The gentleman from the LAN committee has no problems with my feelings, opinion or behaviour. They are happy for me to write this article because they agree it shouldn’t have happened and are doing everything they can to stop it from happening again. They want more women to attend their event. This event was the first time I’ve seen the attendee showing the admins how they should have behaved which I think is a step in the right direction – not a leap but a nice step. I think while women are becoming the norm at these sort of events, they aren’t getting so involved. There are still only a few women admins and I only saw one other woman enter a contest. I would have loved to seen other women standing up there with their beast rig at their feet and pride in what they have achieved and I would love to see the admins give them the attention and respect that they and their machines deserve.

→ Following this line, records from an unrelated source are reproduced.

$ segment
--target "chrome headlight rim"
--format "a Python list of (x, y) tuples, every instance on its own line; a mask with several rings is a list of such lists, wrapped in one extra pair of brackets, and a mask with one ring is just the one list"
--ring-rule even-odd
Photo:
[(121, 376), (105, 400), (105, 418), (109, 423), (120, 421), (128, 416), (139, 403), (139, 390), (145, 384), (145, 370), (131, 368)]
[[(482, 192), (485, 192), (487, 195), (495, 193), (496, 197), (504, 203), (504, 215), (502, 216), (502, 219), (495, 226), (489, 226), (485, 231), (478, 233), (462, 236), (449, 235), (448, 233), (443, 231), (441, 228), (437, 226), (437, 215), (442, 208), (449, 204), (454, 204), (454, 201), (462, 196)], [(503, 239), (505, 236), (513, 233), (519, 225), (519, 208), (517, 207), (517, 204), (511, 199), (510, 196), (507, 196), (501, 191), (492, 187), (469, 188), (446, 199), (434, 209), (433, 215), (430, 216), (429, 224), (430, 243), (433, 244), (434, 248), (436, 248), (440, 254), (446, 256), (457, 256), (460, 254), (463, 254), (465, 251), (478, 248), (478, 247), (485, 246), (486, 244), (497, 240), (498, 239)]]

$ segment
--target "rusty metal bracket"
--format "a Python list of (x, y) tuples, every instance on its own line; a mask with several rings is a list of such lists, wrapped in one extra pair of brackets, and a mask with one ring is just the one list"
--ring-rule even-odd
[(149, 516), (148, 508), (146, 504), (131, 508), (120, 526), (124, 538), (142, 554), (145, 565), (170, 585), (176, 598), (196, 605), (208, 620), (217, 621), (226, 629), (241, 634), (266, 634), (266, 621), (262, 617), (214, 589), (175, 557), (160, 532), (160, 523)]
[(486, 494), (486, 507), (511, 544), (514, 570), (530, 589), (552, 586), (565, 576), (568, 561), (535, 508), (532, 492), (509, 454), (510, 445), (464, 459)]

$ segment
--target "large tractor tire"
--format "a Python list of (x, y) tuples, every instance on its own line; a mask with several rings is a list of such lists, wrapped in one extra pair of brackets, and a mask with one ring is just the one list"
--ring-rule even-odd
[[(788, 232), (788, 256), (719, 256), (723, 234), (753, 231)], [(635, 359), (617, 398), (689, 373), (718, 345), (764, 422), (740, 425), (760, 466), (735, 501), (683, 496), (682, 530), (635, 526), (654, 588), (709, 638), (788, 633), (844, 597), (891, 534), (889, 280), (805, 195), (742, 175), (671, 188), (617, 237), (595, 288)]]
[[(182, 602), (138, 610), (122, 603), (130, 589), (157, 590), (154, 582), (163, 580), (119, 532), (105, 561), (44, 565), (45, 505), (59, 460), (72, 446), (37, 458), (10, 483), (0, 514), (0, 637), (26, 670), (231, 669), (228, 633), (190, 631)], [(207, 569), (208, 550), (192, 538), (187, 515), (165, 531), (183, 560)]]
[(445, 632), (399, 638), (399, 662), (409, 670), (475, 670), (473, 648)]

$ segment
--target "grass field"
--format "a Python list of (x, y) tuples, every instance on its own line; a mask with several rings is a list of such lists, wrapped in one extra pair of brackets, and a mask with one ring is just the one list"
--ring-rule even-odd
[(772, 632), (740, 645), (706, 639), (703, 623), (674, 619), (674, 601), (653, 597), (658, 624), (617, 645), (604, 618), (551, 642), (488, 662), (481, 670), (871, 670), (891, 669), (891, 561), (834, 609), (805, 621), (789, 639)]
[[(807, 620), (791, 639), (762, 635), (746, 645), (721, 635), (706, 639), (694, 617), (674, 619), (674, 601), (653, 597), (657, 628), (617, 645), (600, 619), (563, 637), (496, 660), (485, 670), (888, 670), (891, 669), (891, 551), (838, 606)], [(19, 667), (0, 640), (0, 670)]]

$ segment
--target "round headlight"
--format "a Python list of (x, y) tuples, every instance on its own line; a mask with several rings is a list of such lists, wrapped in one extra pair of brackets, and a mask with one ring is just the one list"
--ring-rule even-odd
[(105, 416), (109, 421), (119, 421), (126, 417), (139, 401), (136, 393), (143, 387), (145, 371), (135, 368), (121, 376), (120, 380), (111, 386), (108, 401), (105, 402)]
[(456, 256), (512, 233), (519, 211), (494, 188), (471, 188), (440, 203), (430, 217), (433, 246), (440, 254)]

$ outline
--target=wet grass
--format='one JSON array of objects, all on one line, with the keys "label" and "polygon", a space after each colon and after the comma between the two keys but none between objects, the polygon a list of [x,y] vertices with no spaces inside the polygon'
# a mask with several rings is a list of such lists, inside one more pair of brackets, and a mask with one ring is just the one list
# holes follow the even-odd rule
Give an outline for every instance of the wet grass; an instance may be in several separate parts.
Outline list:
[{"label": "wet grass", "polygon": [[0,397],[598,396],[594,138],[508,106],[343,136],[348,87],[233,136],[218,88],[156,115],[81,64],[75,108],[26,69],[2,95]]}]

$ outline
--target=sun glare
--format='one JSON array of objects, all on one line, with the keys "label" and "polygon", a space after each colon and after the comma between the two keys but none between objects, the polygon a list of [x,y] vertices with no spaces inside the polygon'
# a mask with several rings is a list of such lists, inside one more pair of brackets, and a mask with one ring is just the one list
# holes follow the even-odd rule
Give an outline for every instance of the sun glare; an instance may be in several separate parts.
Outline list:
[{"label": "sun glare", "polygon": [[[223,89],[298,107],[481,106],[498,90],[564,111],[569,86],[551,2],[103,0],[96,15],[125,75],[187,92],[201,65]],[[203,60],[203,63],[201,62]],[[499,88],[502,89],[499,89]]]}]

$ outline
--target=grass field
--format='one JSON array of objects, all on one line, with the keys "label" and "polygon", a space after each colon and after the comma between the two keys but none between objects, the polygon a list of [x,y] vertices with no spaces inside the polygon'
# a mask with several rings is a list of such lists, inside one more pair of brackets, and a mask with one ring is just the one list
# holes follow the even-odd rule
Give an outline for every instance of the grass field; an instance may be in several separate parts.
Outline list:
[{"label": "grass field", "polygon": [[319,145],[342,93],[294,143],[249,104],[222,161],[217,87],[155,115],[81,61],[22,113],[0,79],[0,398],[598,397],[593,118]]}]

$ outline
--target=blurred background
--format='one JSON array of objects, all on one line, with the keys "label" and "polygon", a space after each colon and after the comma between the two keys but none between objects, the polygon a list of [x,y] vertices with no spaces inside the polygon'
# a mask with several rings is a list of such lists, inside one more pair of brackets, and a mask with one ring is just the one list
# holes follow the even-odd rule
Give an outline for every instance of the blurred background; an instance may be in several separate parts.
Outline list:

The gaming industry has a huge problem with forgetting. We tend to focus on the current big news and then a week later it is forgotten. The more we speak out about any bad behaviour publicly, the more likely we are to remember that not everyone is treated the way they deserve all the time. This is why I am speaking out, this is why I am not naming the LAN but personally would love to give them some positive advertising. They messed up once when none of the admins spoke out when it was mentioned that I was a woman and allowed the negative mood to be set. It’s certainly not worth the hatred on Twitter or fear of bad mouthing.
It is not white knighting to speak out when you see poor behaviour. It’s not inappropriate to express distaste at unfair treatment. It’s not trolling or stirring the pot to speak publicly. Nor is it a reflection on everyone and it shouldn’t be seen as a personal attack to anyone.
This sort of sexist behaviour is such an unconscious part of our community that the only way we can move forward is to call each other out when we see it. I know that I’ve said and done things in the past unconsciously and I am always glad to be told so I can correct it.
Things are certainly improving for all gamers but we still have a lot to fix and it’s something we all need to work together to achieve.